Let's take a look at his Landscape.
Steiner formed his works, his substance, from the materials of the late 19th century and early 20th century. Some features of this time were the end phases of Theosophy, the early phases of Technocracy, and the past era of Goethe.
Living in Germany, then Switzerland, among the cultural figures of the spiritual and intellectual past, his intelligences formed the tributaries of previous flows of thought. His work, a job he undertook, was to translate the elements of his knowledge, blended with that of his predecessors into substance for the time of the early 20th century. And also for a future, that is now, a hundred years later this early 21st century.
The 21st Century, an arid dry time of intellectual and cultural pollution lacking solution.
For a reader to put a book down and say it is too difficult or confusing is not a reflection of the writer of the book. It is a reflection of the reader. Not everyone is ready for or resonant with every writer or every book.
In our current day of hall of mirrors platforms we can see so many distortions around us that we become overwhelmed by what it is looking directly back at us. Chaos? If we leave these halls of mirrors and wander off to a natural stream to sit on a rock, our thoughts can resume a natural rhythm and find the ebb and flow in a coherent scene.

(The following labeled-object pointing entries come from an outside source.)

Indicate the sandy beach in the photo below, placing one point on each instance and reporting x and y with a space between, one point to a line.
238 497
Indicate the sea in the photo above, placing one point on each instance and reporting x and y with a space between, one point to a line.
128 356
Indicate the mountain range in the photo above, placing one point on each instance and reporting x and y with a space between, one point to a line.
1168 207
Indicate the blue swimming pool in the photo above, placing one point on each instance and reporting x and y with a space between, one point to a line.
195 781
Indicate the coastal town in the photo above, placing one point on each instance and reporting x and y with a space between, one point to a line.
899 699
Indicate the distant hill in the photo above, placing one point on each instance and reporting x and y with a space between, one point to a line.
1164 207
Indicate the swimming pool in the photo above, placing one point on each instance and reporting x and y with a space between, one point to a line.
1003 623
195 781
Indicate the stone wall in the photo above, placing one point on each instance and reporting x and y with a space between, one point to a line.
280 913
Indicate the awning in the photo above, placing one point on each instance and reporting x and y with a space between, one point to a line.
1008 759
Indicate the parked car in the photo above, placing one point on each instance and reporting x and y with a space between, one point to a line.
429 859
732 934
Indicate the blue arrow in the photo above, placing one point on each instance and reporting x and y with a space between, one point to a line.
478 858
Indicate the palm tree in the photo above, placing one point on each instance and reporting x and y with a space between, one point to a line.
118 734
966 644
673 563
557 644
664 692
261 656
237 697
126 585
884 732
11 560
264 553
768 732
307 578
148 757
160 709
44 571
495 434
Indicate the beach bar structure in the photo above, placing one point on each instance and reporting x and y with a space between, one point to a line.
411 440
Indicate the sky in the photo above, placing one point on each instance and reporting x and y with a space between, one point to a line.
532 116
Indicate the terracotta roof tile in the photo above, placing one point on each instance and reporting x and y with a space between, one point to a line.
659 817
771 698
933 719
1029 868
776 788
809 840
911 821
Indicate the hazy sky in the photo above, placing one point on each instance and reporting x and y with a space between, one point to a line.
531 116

In this modern landscape which has been formed by electricity and dams, roads and traffic jams, it is hard place to meet with Steiner. Or, Emerson, or Bohm. But they are the solid rocks we can sit on at the bank of the river.
Steiner, in my world, can be likened to water. You can dive in from a high cliff, a diving board, a surf board, and you can sink, drown in the depth of his deliverances, his whirlpools of knowledge. OR, you can comprehend the buoyancy of watery works which hold you as you commit to learning how to swim in his deep river of confluences.
If you are disciplined and able to stay afloat, you will learn much of unseen worlds only encountered in the deep end.
And if you exercise this ability you may begin to explore the depths of the elements shaping our landscapes, both seen and unseen. The reflections we see before diving in are only on the surface, showing just that, the surface.
We must dive in to gain the depth on knowledge that emerges as our mind submerges.
A diver, a Jaques Cousteau, doesn't pay heed to what surface dwellers say about the deep. A diver has seen it and experienced it singly, for oneself.
If you want to Know what is real you must be disciplined. Drop your surface devices in the hall of mirrors receptacles for recycling. Learn to breath deeply and in your own way. Go beyond the surface. Come up for air as needed.
Water, like Steiner, is the mediating element that flows above and below. How many times have you heard this new modern phrase 'atmospheric river' on the weather reports.
Water is the connecting element that obeys the laws of nature on earth, but also transcends these same laws as the force evaporates and is distilled in its upward rising.
"Water, as mediator between the centric and universal forces, setting them in balance and interweaving them with its very substance, reveals the activity of the heavens on earth." -Theodor Schwenk
Before mirrors we saw our reflections in water. We still can if the pool is clear and calm.